Wir diskutierten natürlich auch die künftige Entwicklung des Verkehrs auf dieser Achse. Das weitere Wachstum des Schwerverkehrs ist absehbar. Auch müssen wir uns heute bereits intensiv damit auseinander setzen, welche weiteren Konsequenzen die Ausweitung und die Nutzung des 40-Tonnen-Kontingentes haben. Bei den notwendigen Massnahmen, die zu ergreifen sind oder wären, kennen wir die Vorschläge und Forderungen von allen Seiten. Wir haben über die ganze Palette von kurz-, mittel- und langfristigen strassen- und bahnseitigen Massnahmen intensiv gesprochen. So haben wir über die Begrenzung der Einfahrt in Basel gesprochen, wenn der Zoll in Chiasso überlastet ist, und über die ganze Thematik der Stauräume, über die Triage in Import-, Export- und Transitverkehr sowie über die Versorgungsfahrten in den Kanton Tessin. Wir sprachen über das ganze Verkehrsmanagement auf der Nord-Süd-Achse und in diesem Zusammenhang über die Rolle des Bundes. Zur Sprache kamen auch die Frage der Überholverbote für LKW auf bestimmten Streckenabschnitten und die Motorisierungsanforderungen für LKW usw.
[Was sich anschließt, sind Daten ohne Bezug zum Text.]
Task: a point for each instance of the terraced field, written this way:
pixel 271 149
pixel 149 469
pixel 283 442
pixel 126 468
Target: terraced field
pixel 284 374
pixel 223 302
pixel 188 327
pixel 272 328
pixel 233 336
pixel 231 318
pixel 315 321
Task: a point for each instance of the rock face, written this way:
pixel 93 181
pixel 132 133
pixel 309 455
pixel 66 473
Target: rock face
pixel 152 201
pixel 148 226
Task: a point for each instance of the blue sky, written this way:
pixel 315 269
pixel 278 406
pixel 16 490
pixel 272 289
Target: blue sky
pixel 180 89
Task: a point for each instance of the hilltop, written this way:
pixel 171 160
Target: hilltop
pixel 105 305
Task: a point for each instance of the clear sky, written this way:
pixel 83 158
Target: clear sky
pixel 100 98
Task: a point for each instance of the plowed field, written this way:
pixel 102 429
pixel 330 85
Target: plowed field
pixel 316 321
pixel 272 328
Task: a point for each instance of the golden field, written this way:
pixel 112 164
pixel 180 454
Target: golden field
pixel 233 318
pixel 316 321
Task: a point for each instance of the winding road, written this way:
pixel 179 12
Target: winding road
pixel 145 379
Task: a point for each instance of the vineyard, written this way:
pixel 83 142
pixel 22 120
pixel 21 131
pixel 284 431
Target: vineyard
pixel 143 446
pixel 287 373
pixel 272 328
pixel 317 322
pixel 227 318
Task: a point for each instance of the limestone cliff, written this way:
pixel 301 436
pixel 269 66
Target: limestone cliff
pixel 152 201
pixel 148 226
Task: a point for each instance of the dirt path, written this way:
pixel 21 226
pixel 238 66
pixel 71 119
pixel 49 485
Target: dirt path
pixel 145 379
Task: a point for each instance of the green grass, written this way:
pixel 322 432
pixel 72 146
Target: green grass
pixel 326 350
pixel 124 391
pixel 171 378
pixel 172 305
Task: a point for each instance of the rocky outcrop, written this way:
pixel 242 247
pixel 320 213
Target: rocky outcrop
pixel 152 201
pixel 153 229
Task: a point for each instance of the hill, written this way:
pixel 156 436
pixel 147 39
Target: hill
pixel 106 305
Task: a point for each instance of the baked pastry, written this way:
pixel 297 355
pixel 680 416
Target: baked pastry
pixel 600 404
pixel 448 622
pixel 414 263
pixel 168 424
Nun kennen wir das Ergebnis der Aussprache des Bundesrates mit den Anliegerkantonen. Wir sind dem Bundespräsidenten dankbar, wenn er dieses Ergebnis heute kurz nochmals würdigt und auch auf die Umsetzung und die entsprechenden Anforderungen für die Umsetzung der vorgesehenen Massnahmen, wie den Umbau der Zollanlagen und die notwendigen Abkommen und Gespräche mit dem Ausland, näher eingeht.
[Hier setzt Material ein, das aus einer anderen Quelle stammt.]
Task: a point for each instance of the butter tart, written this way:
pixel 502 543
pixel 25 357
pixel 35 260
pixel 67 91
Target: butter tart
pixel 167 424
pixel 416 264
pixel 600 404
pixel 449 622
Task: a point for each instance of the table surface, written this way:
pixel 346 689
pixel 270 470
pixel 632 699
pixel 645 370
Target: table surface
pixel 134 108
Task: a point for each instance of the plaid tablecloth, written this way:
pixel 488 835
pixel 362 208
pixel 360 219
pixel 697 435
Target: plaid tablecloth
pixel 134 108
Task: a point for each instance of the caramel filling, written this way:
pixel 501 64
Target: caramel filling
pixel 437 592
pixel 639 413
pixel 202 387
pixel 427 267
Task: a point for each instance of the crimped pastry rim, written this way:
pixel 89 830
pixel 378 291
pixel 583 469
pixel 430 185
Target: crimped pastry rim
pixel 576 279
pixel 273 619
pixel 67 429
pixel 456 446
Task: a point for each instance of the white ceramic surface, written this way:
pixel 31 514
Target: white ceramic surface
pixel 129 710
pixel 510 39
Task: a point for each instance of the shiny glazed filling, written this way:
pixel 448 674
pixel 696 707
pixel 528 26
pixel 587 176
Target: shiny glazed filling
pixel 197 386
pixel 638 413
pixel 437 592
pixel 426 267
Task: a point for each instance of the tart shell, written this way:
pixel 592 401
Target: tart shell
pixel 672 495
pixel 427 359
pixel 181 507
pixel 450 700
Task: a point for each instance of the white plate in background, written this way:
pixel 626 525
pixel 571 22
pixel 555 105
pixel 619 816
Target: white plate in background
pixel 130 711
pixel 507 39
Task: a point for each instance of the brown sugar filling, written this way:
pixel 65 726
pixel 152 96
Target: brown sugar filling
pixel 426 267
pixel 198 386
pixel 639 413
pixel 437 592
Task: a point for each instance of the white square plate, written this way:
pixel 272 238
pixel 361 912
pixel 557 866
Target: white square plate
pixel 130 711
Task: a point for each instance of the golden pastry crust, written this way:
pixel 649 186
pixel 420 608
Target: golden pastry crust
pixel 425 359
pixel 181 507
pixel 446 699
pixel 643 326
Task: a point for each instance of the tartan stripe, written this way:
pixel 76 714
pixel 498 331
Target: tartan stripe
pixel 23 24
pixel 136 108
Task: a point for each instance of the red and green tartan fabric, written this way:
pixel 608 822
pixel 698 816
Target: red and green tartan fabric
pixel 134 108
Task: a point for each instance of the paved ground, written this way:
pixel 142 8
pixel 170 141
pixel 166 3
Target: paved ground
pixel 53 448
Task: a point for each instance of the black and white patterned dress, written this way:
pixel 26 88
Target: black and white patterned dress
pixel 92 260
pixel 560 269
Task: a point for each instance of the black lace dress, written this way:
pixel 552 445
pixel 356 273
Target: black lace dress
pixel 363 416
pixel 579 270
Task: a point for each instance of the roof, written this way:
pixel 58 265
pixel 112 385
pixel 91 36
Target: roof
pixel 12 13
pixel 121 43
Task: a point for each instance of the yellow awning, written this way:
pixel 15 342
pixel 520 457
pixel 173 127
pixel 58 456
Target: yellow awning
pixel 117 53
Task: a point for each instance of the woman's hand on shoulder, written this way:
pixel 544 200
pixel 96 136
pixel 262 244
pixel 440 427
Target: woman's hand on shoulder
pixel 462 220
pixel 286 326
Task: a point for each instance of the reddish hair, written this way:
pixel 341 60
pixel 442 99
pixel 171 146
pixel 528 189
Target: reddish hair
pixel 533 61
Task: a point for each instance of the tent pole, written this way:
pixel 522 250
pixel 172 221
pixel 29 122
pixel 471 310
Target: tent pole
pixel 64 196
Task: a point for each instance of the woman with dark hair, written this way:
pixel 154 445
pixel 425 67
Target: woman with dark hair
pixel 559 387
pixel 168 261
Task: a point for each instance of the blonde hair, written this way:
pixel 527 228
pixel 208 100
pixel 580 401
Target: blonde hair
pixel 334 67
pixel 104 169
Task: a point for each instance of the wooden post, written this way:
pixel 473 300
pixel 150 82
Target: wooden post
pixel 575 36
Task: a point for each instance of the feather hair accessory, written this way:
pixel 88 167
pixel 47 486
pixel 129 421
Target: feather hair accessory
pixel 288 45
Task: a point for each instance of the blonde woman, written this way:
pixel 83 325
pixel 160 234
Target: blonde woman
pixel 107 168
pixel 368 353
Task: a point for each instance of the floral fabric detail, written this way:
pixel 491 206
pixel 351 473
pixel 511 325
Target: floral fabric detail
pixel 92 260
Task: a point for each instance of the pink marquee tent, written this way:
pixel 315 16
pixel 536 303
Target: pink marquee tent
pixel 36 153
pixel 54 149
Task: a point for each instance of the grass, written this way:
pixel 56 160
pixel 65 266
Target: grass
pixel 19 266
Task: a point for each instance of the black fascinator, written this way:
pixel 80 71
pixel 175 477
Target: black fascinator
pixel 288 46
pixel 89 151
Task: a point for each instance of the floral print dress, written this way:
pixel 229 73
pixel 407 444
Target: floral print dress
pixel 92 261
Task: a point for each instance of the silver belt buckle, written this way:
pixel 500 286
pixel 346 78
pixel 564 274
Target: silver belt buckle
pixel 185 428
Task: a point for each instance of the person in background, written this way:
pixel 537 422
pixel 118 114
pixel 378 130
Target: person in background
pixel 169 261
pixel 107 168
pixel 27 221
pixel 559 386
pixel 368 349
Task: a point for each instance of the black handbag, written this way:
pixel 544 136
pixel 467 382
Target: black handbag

Bei allen Massnahmen, seien dies Auffangbecken oder Zollausbau, ist eines klar: Hier handelt es sich vorab um Symptombekämpfung. Das Gut Transitachse wird knapper, dies beeinflusst den Preis für dieses Gut. Es entspricht deshalb dem Mechanismus des Marktes, wenn neben der LSVA nun auch Wartekosten einkalkuliert werden müssen. Dies ist einer der wesentlichen Hintergründe dafür, dass Deutschland die Einführung einer LSVA auf das Jahr 2003 plant, ebenso Holland. In Holland sollen sogar die Personenwagen einbezogen werden. Überdies zeichnet sich auch um Mailand ein Chaos ab. An diesem Chaos kann niemand ein Interesse haben.

Dieses Umfeld unterstützt jedoch unsere Verlagerungspolitik, zu der es keine Alternative gibt. Herr Bundespräsident, wir begrüssen es und danken Ihnen dafür, wenn Sie mit der holländischen Verkehrsministerin in Stiefeln in den Schacht [PAGE 195] von Sedrun hinuntersteigen und vor Ort Überzeugungsarbeit leisten. In den Bergen gilt ja der Grundsatz: Nur was in die Beine geht, geht auch in den Kopf.
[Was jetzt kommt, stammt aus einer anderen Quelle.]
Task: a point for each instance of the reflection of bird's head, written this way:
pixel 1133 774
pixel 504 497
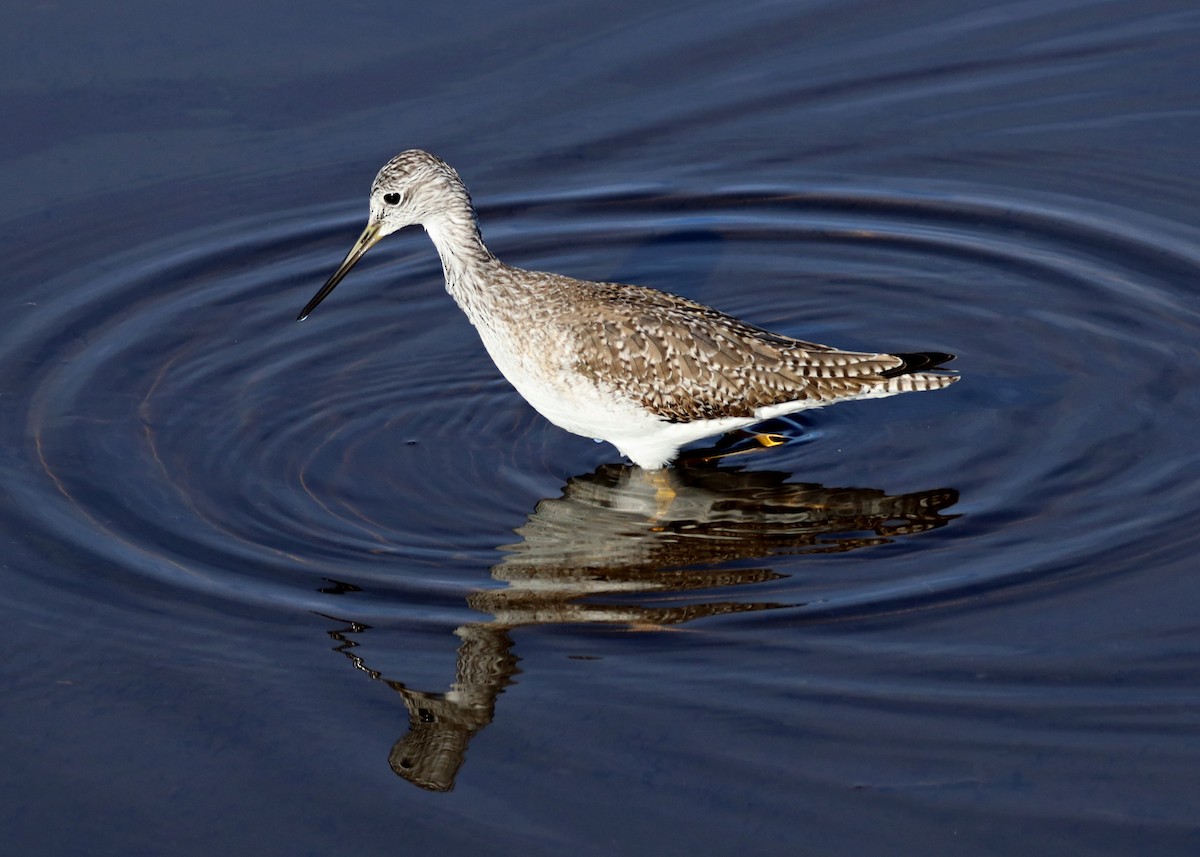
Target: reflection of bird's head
pixel 431 753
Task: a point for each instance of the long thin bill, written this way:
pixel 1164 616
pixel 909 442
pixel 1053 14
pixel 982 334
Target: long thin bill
pixel 369 238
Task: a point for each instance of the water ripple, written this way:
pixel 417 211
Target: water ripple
pixel 232 451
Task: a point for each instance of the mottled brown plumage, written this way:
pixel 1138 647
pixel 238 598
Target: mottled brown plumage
pixel 646 370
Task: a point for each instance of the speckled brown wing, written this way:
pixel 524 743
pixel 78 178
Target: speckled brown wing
pixel 687 361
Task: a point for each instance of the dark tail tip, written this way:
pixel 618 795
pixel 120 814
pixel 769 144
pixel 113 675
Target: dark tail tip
pixel 917 361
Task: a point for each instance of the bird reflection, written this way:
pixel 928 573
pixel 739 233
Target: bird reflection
pixel 612 550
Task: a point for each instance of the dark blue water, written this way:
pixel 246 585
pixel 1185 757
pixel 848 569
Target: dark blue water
pixel 335 587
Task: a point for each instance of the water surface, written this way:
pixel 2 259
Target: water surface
pixel 297 588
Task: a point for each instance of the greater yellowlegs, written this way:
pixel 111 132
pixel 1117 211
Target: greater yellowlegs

Die GPK erkundigte sich auch, wie die 2,85 Milliarden Franken für die flankierenden Massnahmen im Bahnverkehr verwendet werden. Sie nahm zur Kenntnis, dass für das laufende Jahr 240 Millionen Franken geplant sind, davon 110 Millionen für den kombinierten Verkehr, rund 98 Millionen für Trassenpreisreduktionen und 32 Millionen Franken für die rollende Landstrasse. Bei dieser Gelegenheit wurde ausgeführt, dass die Trassenpreisverbilligungen auf drei Arten weitergegeben werden, nämlich erstens als Bonus für Neuverkehr, der akquiriert wird, zweitens durch eine Verbilligung für gefährdeten Verkehr und drittens durch verschiedene Massnahmen in qualitativer Hinsicht in Zusammenarbeit mit den Kunden.

So weit ein kurzer Ausschnitt aus einem der Schwerpunktthemen der GPK beim UVEK. Wir wären dem Bundespräsidenten dankbar, wenn er noch einmal kurz auf die einzelnen Fragen eingehen könnte.